Mamba SSM is a sequence modeling model compiled to Hailo-10H silicon via the AxonML framework and the Hailo Dataflow Compiler. The model runs as a single Hailo Executable Format (HEF) binary with deterministic latency on Hailo's fixed-function dataflow architecture.

2,614 FPS
Throughput
0.627 ms
HW latency
1.342 ms
E2E latency
58.6 °C
Chip temp (avg)

Mamba SSM is a novel selective state space model compiled for Hailo silicon.
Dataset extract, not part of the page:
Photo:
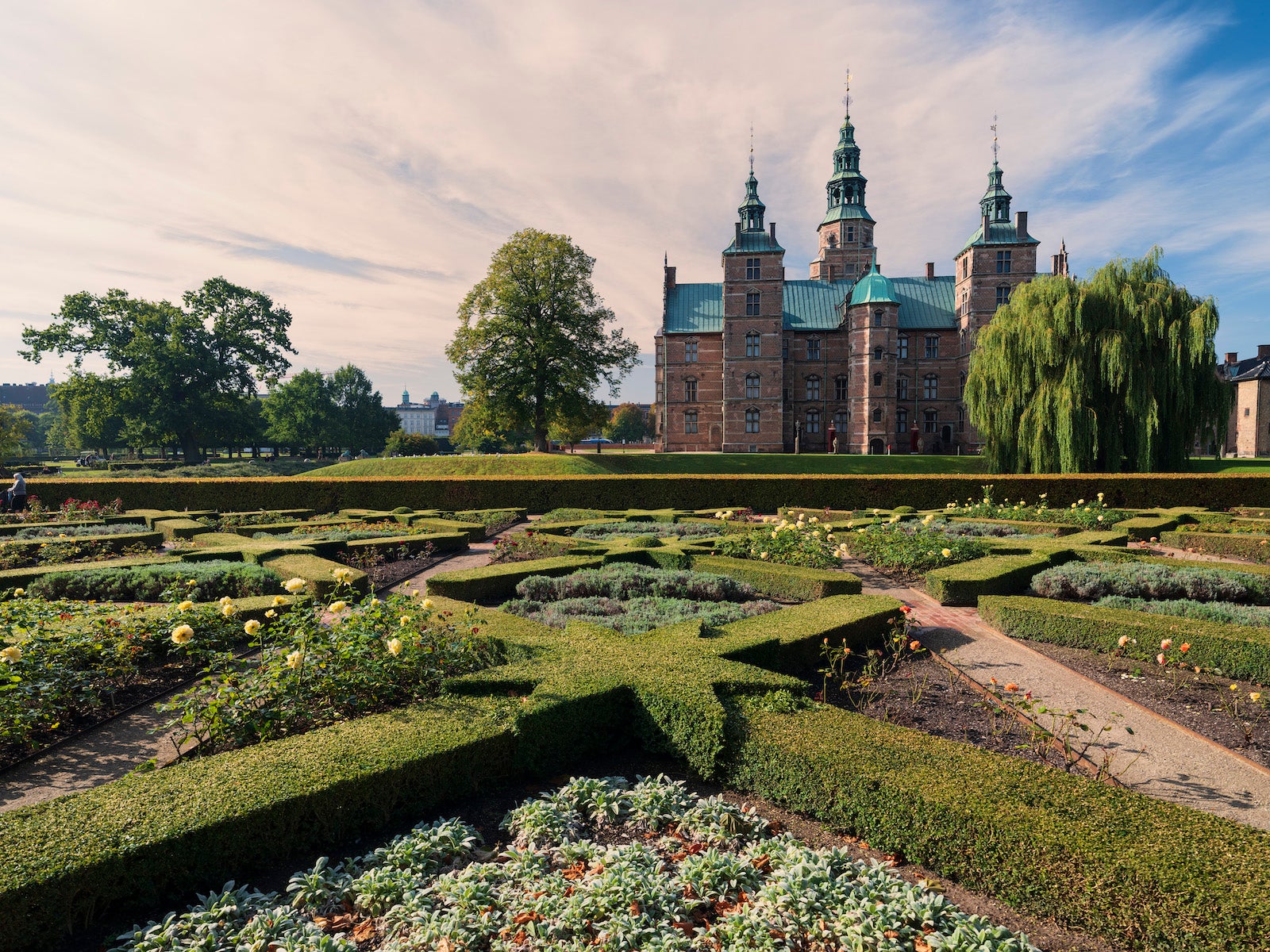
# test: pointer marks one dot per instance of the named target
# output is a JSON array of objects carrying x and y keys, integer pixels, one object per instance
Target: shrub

It implements gated depthwise convolutions with parallel selective scan — a hardware-friendly alternative to transformer attention that maintains linear-time sequence processing.

Architecture

Architecture: 4-layer gated depthwise Conv1D with expand-project pattern (expand ratio 2×), ReLU gating (replacing SiLU to avoid softmax unit contention), and residual connections.

Architecture note

All AxonML models targeting Hailo silicon are subject to the constraints of the fixed-function dataflow compiler: no dynamic control flow, no variable-length dimensions, and all activations must be representable in INT8 after calibration. Operations that require softmax hardware (e.g., standard transformer attention) are replaced with hardware-friendly equivalents (depthwise convolution, ReLU gating) where necessary.

Network I/O specification

DirectionStream nameData typeShape
INPUTinput_layer1UINT8NHWC(128x1x128)
OUTPUTdense_conv17UINT8NC(101)
Table 02-1 · HEF network input and output tensors as reported by hailortcli parse-hef.

Silicon performance

All measurements were taken on production Hailo-10H hardware using hailortcli run with real silicon profiling enabled. Throughput, latency, and thermal figures represent sustained inference under controlled conditions.

MetricMeasured value
Throughput2,614.06 FPS
HW Latency (on-die)0.627 ms
Overall Latency (end-to-end)1.342 ms
Chip Temperature (min)53.8 °C
Chip Temperature (avg)58.6 °C
Chip Temperature (max)60.0 °C
Target SiliconHailo-10H
DFC Compiler Version5.3.0
HEF CompatibilityHAILO15H, HAILO10H
Table 03-1 · Silicon benchmark results for Mamba SSM on Hailo-10H.

Deployment

The compiled HEF binary is deployed to edge devices equipped with Hailo-10H accelerator modules. No runtime model conversion, graph optimization, or JIT compilation is required. The HEF executes directly on the dataflow architecture with deterministic latency guarantees.

Target siliconHailo-10H
HEF compatibilityHAILO15H, HAILO10H
DFC compiler version5.3.0
QuantizationINT8 (post-training, DFC-optimized calibration)
Runtime dependencyHailoRT (hailort) — vendor runtime for PCIe / M.2 dispatch
Edge platformsRaspberry Pi 5 + Hailo AI HAT+ · any M.2 key M host with Hailo-10H
Interactive dashboardOpen Plotly dashboard
Deployment procedure

Copy the .hef binary to the target device. The AxonML inference runtime (or the standalone hailortcli run harness) loads the HEF directly into the Hailo-10H dataflow engine over PCIe. No ONNX runtime, TensorFlow Lite interpreter, or Python inference stack is required. Inference begins immediately after HEF load with deterministic per-frame latency.

References

  1. Jewell, A. (2026). AxonML — Pure-Rust Deep Learning Framework. AutomataNexus LLC. Technical whitepaper.
  2. Jewell, A. (2026). The Nexus Stack — A Pure-Rust Industrial Technology Stack. AutomataNexus LLC. Technical whitepaper.
  3. Hailo Technologies Ltd. (2024). Hailo Dataflow Compiler User Guide. DFC v3.x / v5.x documentation.
  4. Hailo Technologies Ltd. (2024). HailoRT — Hailo Runtime API Reference. HailoRT v4.x documentation.
  5. Hailo Technologies Ltd. (2024). Hailo-10H Datasheet. Product specification.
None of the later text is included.